Zelinsky is the Morris and Annie Trachman Professor of Law at the Benjamin N. Cardozo School of Law of Yeshiva University in New York City. He also notes that, as a New Haven, Ct., resident, he is "something of a poster boy for the irrationality of New York’s extraterritorial taxation of nonresident telecommuters."
He's talking about the fact that the Empire State imposes income tax on telecommuting nonresidents.
"When New York sought to impose its income tax on me for the days I wrote and researched at home in Connecticut, I challenged this extraterritorial tax on constitutional grounds," says Zelinsky. He lost.
Telecommuting benefits: Now, however, the swine flu outbreak reveals another reason why telecommuting should be encouraged, rather than punished by New York's and other state's tax systems.
Georgia does essentially the same, collecting taxes on out-of-state workers simply because their incomes come from Peach State-based employers. You can read how the hubby and I found out about the Georgia law first-hand in The shared troubles of rich athletes and telecommuters.
"Now, telecommuting can achieve yet another important benefit by reducing individuals' potential exposure to swine flu on the days they work at home rather than travel to their employers' offices," writes Zelinsky.
He encourages Congress to pass legislation which has, over the years been introduced as the Telecommuter Tax Fairness Act, which would prevent states from taxing telecommuting nonresidents on the days they work at their out-of-state homes. I wholeheartedly concur.
However, I suspect that such nonresident taxing systems are here to stay. With states desperate for income, they're not likely to give up any revenue.
Streamlining the system: One Congressman, however, has introduced a measure to simplify the myriad state tax systems as they deal with workers who perform duties in different states.
Rep. Henry C. "Hank" Johnson, Jr. (D-Ga.) last month introduced H.R. 2110, the Mobile Workforce State Income Tax Fairness and Simplification Act. It would limit withholding and taxation of income to the state in which the employee resides.
In general, according to the bill's language:
No part of the wages or other remuneration earned by an employee who performs employment duties in more than one State shall be subject to income tax in any State other than --
(1) the State of the employee's residence; and
(2) the State within which the employee is present and performing employment duties for more than 30 days during the calendar year in which the income is earned.
Telecommuting isn't specifically addressed in the bill. But it appears it would benefit such workers
Business, accounting support: H.R. 2110 also has the support of the people show have to deal with the administrative hassles of taxes at multiple workplaces.

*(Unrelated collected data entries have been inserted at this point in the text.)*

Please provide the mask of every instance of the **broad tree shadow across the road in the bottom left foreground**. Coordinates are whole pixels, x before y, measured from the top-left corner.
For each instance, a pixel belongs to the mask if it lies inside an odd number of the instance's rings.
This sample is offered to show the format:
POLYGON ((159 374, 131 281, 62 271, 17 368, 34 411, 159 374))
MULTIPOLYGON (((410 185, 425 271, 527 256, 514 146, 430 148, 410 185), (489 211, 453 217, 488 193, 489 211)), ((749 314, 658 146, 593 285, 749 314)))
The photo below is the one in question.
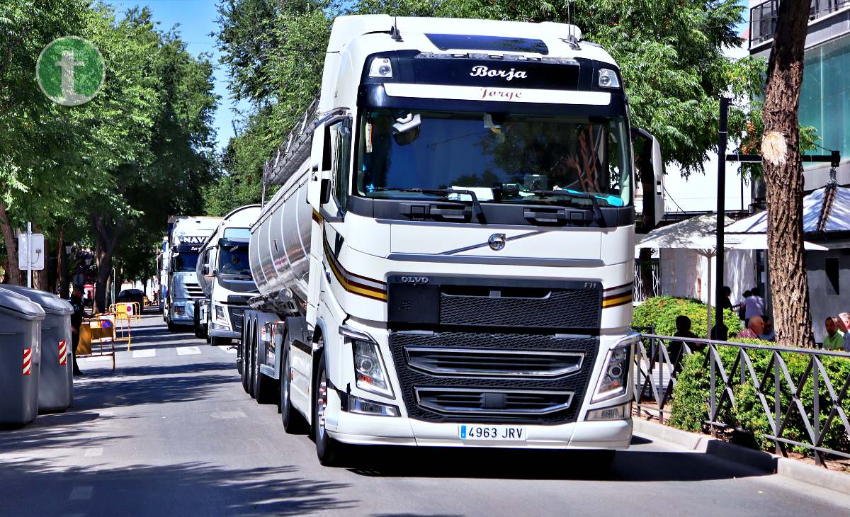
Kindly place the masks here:
POLYGON ((296 472, 292 466, 225 469, 209 463, 120 469, 4 463, 3 515, 302 515, 359 503, 337 498, 347 484, 296 472), (75 497, 75 490, 91 496, 75 497))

"Forty-one states tax out-of-state workers' wages, but the rules are not consistent from state to state, and that places a tremendous administrative burden on business owners," said Barry Melancon, president and CEO of the American Institute of Certified Public Accountants (AICPA), in a statement issued after Johnson introduced his bill.
"Our CPA members see the compliance costs first-hand in two ways -- as advisors who see the costs incurred by businesses as they attempt to comply with the conflicting state laws -- and as employers making sure that their own firms comply," added Melancon.
In addition,more than 100 U.S. employers signed a letter to the Georgia Representative expressing their support for his legislation. The signers include such corporate heavyweights as the Walt Disney Company, Wells Fargo, Time Warner, Pepsico, Pfizer, Johnson & Johnson, Costco, Coca-Cola, as well as several state Chambers of Commerce.
Thanks, Mom! I can't let Mothers Day 2009 pass without hugs and kisses and heartfelt thanks to my mom and all those across the world.
In addition to guiding, supporting and loving us, mothers are the ones who usually took care of us when we were sick, be it the flu or other run-of-the-mill sicknesses, as well as when we were suffering from just plain hurt feelings.